TWL: What does that part of your brain feel like? And conversely, what’s hard to focus on or do when drawing comics?

 

Mara Ramirez: Well, when I'm doing animation, it lets me draw fast and just move on. There's so much work that has to be done, so I don't obsess. I'm like, just go! Meanwhile, there’s a meditative quality I can access in a painting and in comics, because each panel feels like a little piece. I can zero in on it in a different way.

TWL: That sounds like repetition, too. Drawing something over and over again does something different depending on the reason for it, though. In The Making of MOAB, you show some of the times you redrew a page until the mark-making or composition was the way that you wanted. That’s a very different relationship to repetition than when you're animating something, and you need like sixty frames for a perceptual second.

Mara Ramirez: And it's funny, because when drawing MOAB, I had never really made a “real” comic before. The biggest thing I wanted to communicate was the truth of my experience. You can hear from how I'm talking that I think about drawing very much as a bodily experience. The reason I redrew some pages a million times wasn't to make it look how I wanted it to, but to be able to channel the feeling that I had experienced on the trip it was based on. Looking back, and that was four years ago now, those different drafts all look the same! But redrawing helped me retrace my steps through the feelings.

TWL: How would you know when you’d hit it?

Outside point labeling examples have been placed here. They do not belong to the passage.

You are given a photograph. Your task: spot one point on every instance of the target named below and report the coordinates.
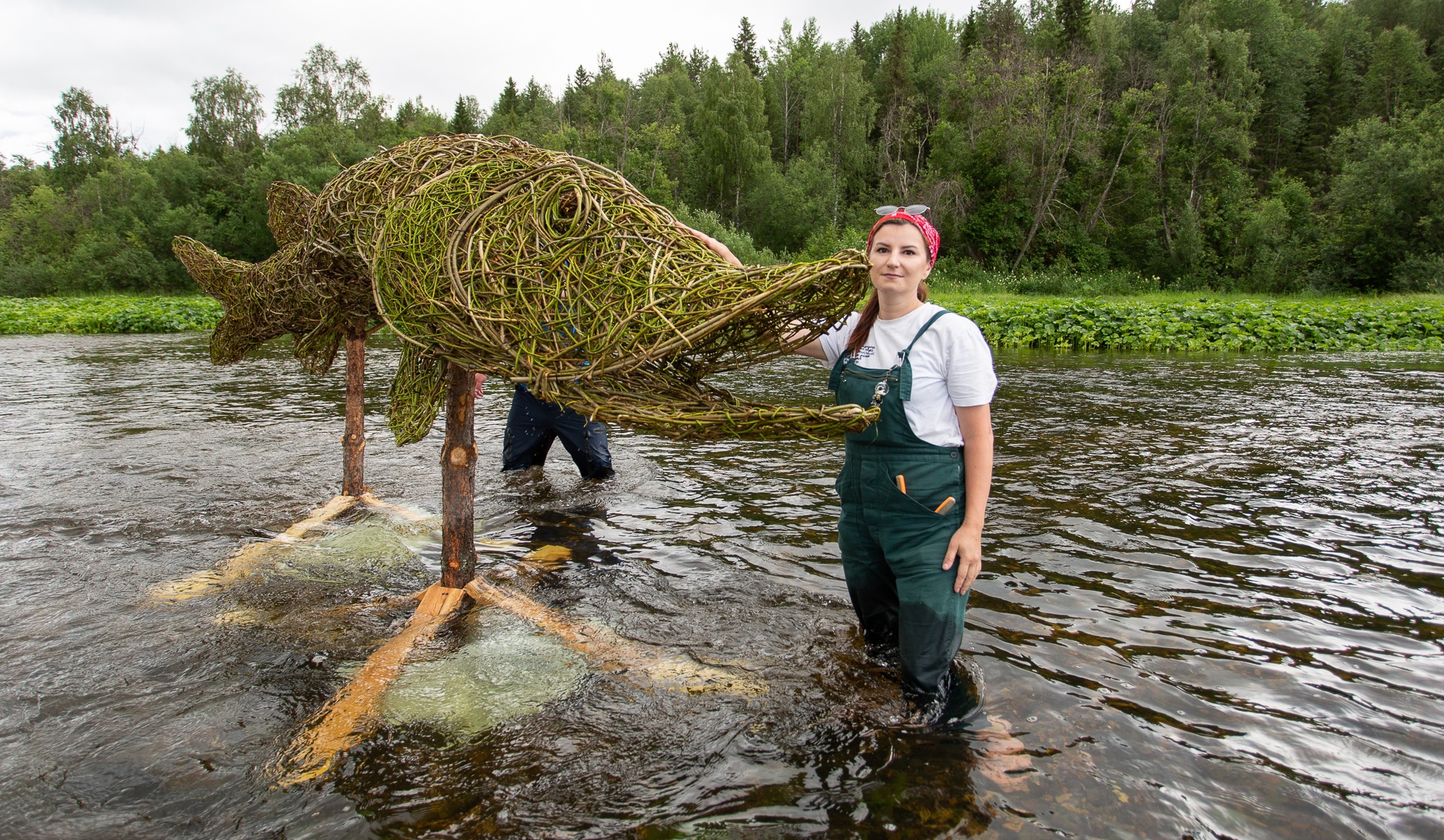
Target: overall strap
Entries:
(906, 375)
(835, 379)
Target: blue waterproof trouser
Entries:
(534, 425)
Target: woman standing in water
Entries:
(915, 486)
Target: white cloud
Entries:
(141, 57)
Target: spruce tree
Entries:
(464, 119)
(746, 44)
(1074, 17)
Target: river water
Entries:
(1212, 608)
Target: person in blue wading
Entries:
(534, 425)
(915, 484)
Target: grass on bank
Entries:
(1159, 321)
(108, 314)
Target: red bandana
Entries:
(929, 232)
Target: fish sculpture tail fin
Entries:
(232, 284)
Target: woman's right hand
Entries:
(714, 245)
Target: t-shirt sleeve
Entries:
(835, 341)
(971, 380)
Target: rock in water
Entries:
(508, 670)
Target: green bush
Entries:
(1206, 325)
(95, 315)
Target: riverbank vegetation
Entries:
(1165, 321)
(108, 314)
(1227, 145)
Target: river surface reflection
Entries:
(1214, 608)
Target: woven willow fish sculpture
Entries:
(531, 265)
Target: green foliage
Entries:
(1206, 325)
(92, 315)
(1387, 204)
(1228, 145)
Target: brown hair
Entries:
(870, 311)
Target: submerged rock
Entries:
(508, 670)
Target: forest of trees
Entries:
(1234, 145)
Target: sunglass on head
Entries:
(912, 210)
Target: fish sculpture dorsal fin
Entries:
(290, 211)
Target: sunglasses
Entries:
(912, 210)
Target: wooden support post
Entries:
(353, 445)
(458, 480)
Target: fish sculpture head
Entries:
(535, 266)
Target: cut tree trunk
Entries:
(353, 445)
(460, 480)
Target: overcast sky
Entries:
(141, 57)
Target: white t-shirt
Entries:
(952, 366)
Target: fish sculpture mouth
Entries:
(535, 266)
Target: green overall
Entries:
(893, 543)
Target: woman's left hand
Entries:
(967, 548)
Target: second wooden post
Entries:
(353, 444)
(460, 480)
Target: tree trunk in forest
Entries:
(458, 480)
(353, 444)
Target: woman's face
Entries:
(899, 259)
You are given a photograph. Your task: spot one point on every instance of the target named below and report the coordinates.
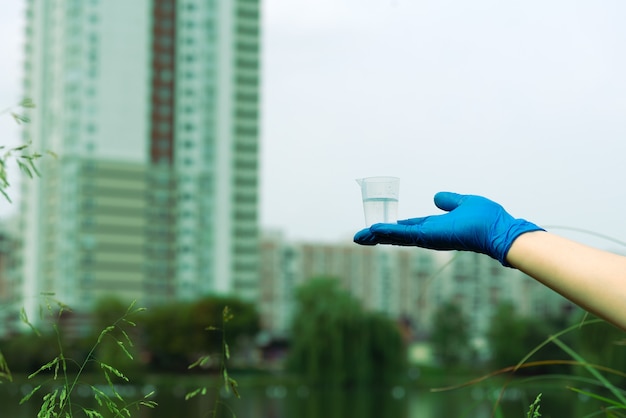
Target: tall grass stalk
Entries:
(228, 382)
(58, 402)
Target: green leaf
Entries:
(30, 394)
(121, 345)
(200, 362)
(113, 370)
(46, 366)
(595, 373)
(5, 372)
(192, 394)
(27, 103)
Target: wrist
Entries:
(517, 229)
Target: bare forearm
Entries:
(591, 278)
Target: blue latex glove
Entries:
(473, 223)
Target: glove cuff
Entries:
(503, 244)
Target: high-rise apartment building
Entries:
(152, 107)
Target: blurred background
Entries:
(199, 158)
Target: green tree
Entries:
(450, 336)
(334, 341)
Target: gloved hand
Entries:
(473, 223)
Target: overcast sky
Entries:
(521, 101)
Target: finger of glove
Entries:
(395, 234)
(365, 237)
(412, 221)
(448, 201)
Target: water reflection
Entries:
(298, 401)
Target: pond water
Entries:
(297, 401)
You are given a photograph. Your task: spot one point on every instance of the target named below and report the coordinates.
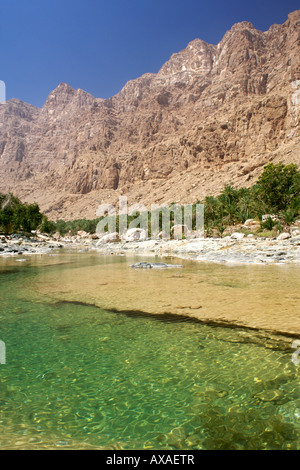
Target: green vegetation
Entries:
(16, 216)
(277, 192)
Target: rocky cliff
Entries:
(212, 115)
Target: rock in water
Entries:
(144, 265)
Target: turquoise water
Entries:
(77, 375)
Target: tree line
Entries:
(277, 191)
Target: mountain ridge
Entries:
(211, 115)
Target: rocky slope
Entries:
(213, 114)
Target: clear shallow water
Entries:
(78, 375)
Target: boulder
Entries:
(82, 234)
(284, 236)
(249, 222)
(109, 238)
(237, 236)
(135, 234)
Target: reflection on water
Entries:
(80, 376)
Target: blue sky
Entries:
(98, 45)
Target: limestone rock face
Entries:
(212, 115)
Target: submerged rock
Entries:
(145, 265)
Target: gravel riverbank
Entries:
(218, 250)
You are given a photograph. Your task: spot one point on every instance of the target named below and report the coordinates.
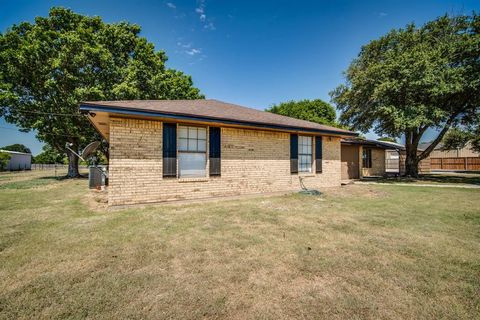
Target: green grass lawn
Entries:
(356, 252)
(458, 178)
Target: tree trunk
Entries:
(411, 159)
(72, 164)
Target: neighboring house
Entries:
(18, 160)
(459, 159)
(372, 158)
(163, 150)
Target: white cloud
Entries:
(184, 45)
(209, 26)
(193, 51)
(202, 15)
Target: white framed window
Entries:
(304, 154)
(192, 151)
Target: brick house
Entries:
(363, 158)
(162, 150)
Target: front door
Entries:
(350, 162)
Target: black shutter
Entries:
(318, 154)
(169, 150)
(214, 151)
(293, 153)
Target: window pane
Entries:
(192, 133)
(182, 132)
(192, 164)
(202, 145)
(202, 133)
(182, 144)
(192, 145)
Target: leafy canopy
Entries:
(415, 79)
(311, 110)
(17, 147)
(387, 139)
(50, 156)
(48, 67)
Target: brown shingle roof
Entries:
(212, 109)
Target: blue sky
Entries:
(254, 53)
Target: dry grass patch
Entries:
(358, 252)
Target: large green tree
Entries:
(49, 66)
(415, 79)
(311, 110)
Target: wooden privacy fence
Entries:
(464, 163)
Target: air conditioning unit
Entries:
(97, 177)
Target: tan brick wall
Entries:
(378, 163)
(253, 161)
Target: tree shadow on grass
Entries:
(460, 178)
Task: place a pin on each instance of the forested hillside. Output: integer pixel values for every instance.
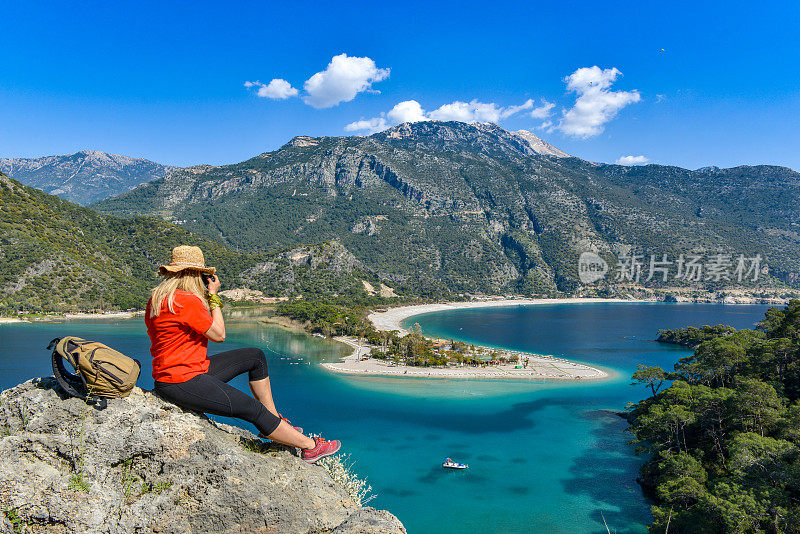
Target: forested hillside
(459, 207)
(57, 256)
(725, 436)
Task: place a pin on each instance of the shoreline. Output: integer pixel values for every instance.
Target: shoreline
(391, 319)
(540, 367)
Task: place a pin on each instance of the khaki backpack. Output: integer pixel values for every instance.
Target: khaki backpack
(102, 372)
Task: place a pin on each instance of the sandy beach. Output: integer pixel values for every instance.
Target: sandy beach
(540, 367)
(10, 320)
(111, 315)
(391, 319)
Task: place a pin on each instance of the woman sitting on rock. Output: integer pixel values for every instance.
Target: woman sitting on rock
(182, 315)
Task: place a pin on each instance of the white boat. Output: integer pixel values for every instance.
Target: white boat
(450, 464)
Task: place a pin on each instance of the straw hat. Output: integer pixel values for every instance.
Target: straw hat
(186, 257)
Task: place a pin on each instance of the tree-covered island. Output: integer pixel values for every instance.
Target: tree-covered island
(724, 438)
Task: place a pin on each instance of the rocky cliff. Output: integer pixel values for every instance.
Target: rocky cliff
(144, 465)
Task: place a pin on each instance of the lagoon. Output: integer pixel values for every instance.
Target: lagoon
(544, 456)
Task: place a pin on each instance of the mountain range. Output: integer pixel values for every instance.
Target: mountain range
(434, 207)
(83, 177)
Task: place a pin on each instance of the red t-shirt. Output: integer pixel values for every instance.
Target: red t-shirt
(177, 343)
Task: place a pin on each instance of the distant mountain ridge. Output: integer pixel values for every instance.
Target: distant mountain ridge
(58, 256)
(84, 177)
(449, 206)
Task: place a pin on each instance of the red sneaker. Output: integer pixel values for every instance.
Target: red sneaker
(322, 448)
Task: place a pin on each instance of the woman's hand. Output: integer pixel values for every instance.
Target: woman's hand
(213, 284)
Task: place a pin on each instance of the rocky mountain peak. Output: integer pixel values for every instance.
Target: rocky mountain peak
(539, 145)
(85, 176)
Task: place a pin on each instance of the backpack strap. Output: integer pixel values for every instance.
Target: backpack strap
(70, 382)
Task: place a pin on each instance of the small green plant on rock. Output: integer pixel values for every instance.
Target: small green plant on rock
(18, 525)
(340, 468)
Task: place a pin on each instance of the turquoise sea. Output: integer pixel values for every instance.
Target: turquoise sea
(544, 456)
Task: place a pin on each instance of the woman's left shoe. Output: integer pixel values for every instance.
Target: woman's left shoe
(322, 448)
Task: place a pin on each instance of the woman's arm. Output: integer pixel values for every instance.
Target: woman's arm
(216, 332)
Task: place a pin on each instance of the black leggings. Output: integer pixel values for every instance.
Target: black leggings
(210, 393)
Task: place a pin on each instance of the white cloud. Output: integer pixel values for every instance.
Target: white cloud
(513, 110)
(412, 111)
(596, 103)
(277, 89)
(543, 111)
(407, 111)
(475, 111)
(342, 80)
(371, 126)
(633, 160)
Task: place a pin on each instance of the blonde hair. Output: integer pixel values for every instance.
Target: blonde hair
(189, 280)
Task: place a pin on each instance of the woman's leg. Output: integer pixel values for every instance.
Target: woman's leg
(229, 364)
(208, 394)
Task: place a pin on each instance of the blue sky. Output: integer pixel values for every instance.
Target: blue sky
(165, 80)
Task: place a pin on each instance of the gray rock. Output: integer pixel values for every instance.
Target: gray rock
(370, 521)
(145, 465)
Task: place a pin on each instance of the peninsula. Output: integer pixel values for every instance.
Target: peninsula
(400, 352)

In MOAB, it feels like emotion filters through very physical feelings: nausea, pain, cramps, and maybe a floating discomfort. It's emotionally very atmospheric or muddy, not so much defining a sharp edge to a feeling.

Mara Ramirez: I’m interested in that muddiness. I would know that I hit it when I felt it in my body drawing it, or when I looked at it afterwards, and—there’s no word for it. Even more than painting, drawing is so immediate, especially graphite. Graphite literally picks up so much idiosyncrasy and the way you're moving, and so graphite and drawing are really capturing the feeling in your body. That's how it works for me.